In late Socialist East Asian countries, new discourses around individuality have emerged in the last three decades. Be it among well-educated urbanites or rural-to-urban migrants, “educational desire” or entrepreneurial and communicational skills have become shared aspirations among the youth. Imperatives of success generate discourses of, and anxieties about, “striving” or “standing out”. Rather than being carried out in isolation, however, self-cultivation is often practiced alongside others.
A “Give me three minutes” evening in 2013: a weekly activity at the “youth space”. A theme serves as a common thread for public speaking. Learning to speak in public, looking back on personal experiences, debating, or expressing one’s point of view on social issues, being together - what happens in this activity - are all revealing of what this space is meant to be. At the same time, being able to express oneself in public is seen by many as an important professional skill, but not necessarily acquired in their studies. These activities therefore also respond to the injunctions of developing one’s employability.
China is often said to have moved away from its socialist past, to increasingly promote the neoliberal model of the “self-entrepreneurial subject”. The large, popular bookstores of Chinese cities (here in Shanghai, 2018) are one of the key spaces where these discourses are on display. Amidst the shelves of “success studies” books, the vast array of signage and titles read like injunctions (e.g., The choices you make will determine your future, Go beyond confusion), giving a certain directionality to the young people lingering for respite from their predicaments.
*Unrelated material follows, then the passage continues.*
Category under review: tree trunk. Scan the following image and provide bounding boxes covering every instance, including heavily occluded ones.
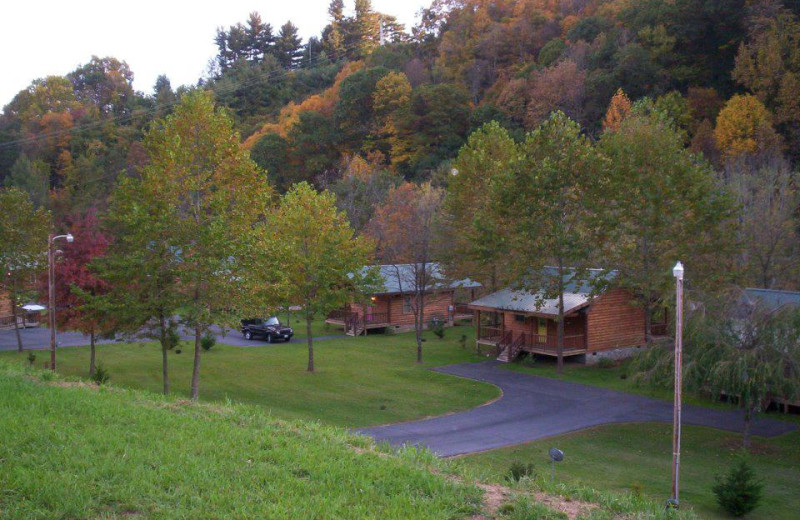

In these bookstores, lingering can pass unnoticed. Amid the ebb and flow of buying books, drinks and food, young rural-to-urban migrant workers (it always seems to be men) browse the “success studies” and “art of talking” shelves for books that might help them learn new entrepreneurial skills. The bookstore may give, in the mildest way, a taste of emergent citizenship, but if not this, the opportunity to orchestrate and negotiate one's worries in a more gentle and hopeful space whose traces may linger.